Mimicing Real Browser Headers

To avoid our scrapers requests being detected and blocked, we need to make them blend into the normal website traffic and seem like they are coming from a user using a real web browser.

To do so we need to mimic real browser headers when we send requests to a website.

Here are example headers when using a Chrome browser on a MacOS machine:


Host: 127.0.0.1:65432
Connection: keep-alive
Cache-Control: max-age=0
sec-ch-ua: " Not A;Brand";v="99", "Chromium";v="99", "Google Chrome";v="99"
sec-ch-ua-mobile: ?0
sec-ch-ua-platform: "macOS"
Upgrade-Insecure-Requests: 1
User-Agent: Mozilla/5.0 (Macintosh; Intel Mac OS X 10_15_7) AppleWebKit/537.36 (KHTML, like Gecko) Chrome/99.0.4844.83 Safari/537.36
Accept: text/html,application/xhtml+xml,application/xml;q=0.9,image/avif,image/webp,image/apng,*/*;q=0.8,application/signed-exchange;v=b3;q=0.9
Sec-Fetch-Site: none
Sec-Fetch-Mode: navigate
Sec-Fetch-User: ?1
Sec-Fetch-Dest: document
Accept-Encoding: gzip, deflate, br
Accept-Language: en-GB,en-US;q=0.9,en;q=0.8

As we can see, a real web browser sends a lot of headers to the website everytime it makes a request to a website.

When our scrapers requests don't have headers like these, it is really obvious to the website that you aren't a real user and oftentimes they will block your IP address.

Every browser (Chrome, Firefox, Edge, etc.) attaches slightly different headers in a different order, based on the operating system the browser is running on.
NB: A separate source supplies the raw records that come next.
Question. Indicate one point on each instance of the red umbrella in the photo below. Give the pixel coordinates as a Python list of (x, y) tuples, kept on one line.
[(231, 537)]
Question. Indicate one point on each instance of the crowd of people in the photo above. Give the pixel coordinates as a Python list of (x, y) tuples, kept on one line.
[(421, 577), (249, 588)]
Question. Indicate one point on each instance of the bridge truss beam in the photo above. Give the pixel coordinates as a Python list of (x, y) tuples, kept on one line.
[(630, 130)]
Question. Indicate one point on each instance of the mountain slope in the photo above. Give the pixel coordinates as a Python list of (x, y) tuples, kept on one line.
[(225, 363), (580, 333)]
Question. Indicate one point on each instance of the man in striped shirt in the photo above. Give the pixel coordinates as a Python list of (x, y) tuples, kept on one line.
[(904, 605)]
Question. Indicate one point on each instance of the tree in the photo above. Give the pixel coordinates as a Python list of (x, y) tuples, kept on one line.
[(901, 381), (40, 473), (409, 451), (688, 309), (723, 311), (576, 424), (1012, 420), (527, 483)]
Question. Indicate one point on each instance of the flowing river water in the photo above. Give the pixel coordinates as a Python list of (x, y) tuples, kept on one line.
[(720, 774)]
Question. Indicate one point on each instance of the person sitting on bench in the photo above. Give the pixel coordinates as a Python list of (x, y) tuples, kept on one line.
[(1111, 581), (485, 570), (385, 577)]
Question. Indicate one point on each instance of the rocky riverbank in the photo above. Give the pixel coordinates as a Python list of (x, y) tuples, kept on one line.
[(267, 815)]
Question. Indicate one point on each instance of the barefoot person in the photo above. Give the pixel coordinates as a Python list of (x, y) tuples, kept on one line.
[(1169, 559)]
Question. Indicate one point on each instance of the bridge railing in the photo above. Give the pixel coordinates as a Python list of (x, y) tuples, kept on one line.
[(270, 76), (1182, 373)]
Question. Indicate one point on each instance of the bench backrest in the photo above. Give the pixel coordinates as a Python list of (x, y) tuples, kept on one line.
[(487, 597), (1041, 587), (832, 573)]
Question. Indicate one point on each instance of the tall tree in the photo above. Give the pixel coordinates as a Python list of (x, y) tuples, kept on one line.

So it is important to ensure the headers (and header order) we attach to our requests is correct.

As our goal is to blend into a websites normal web traffic, we should use the most common browser/operating system combinations when making requests.

  • Chrome on Windows
  • Safari on MacOS

Generating HTTP Headers

To use real browser headers in our scrapers we first need to gather them.

To do so we can simply open up Developer Tools in your browser by right clicking on the page and selecting Inspect, and visit a website. For example: google.com

From here open the Network tab, and select Fetch/XHR.

This will show all the network requests that we used to get the google.com page.

Click on the first, network request in the side bar and select the Headers tab. This will show all the request and response headers our browser sent and recieved.

We care about the Request Headers, as we can copy these into our scraper and clean out some of the redundant headers or headers that are too specific like cookie or x-client-data.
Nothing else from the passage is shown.